Whether the State Assembly will still work to impeach Cuomo remains unclear. Cuomo would have been barred from being elected to state office again if he had been impeached and convicted by the Assembly's Judiciary Committee. Having just taken the report from Attorney General James into its confidential executive session on Monday, the committee is set to meet on Aug. 16.
Assembly Speaker Carl Heastie had promised to expedite impeachment proceedings a week ago and set an Aug. 13 deadline for Cuomo and his legal team to provide additional evidence in the governor's defense.

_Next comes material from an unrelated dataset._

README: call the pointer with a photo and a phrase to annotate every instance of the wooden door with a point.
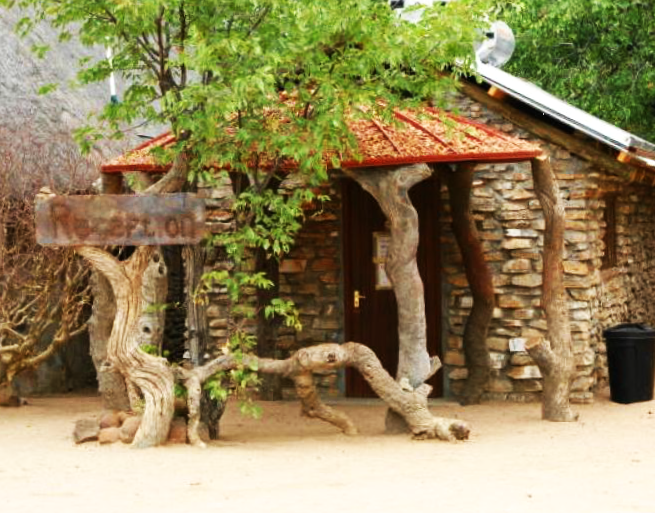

Still not admitting to any to the most serious allegations of unwanted touching that he faced, Cuomo reiterated Tuesday that he did not believe that he had committed any misconduct. Cuomo insisted that the investigation against him failed to distinguish between “alleged improper conduct and concluding sexual harassment.”
“In my mind, I’ve never crossed the line with anyone. But I didn’t realize the extent to which the line has been redrawn,” Cuomo said. “There are generational and cultural shifts that I just didn’t fully appreciate.”
Though the governor said he has always hugged and kissed men and women casually, and that his sense of humor can end up being insensitive, Cuomo also said he took full responsibility for his actions and acknowledging that he offended 11 women.
To one of those women, a female state trooper in Cuomo's protection detail who said he touched her back in an elevator and touched her stomach while walking past her, Cuomo apologized specifically.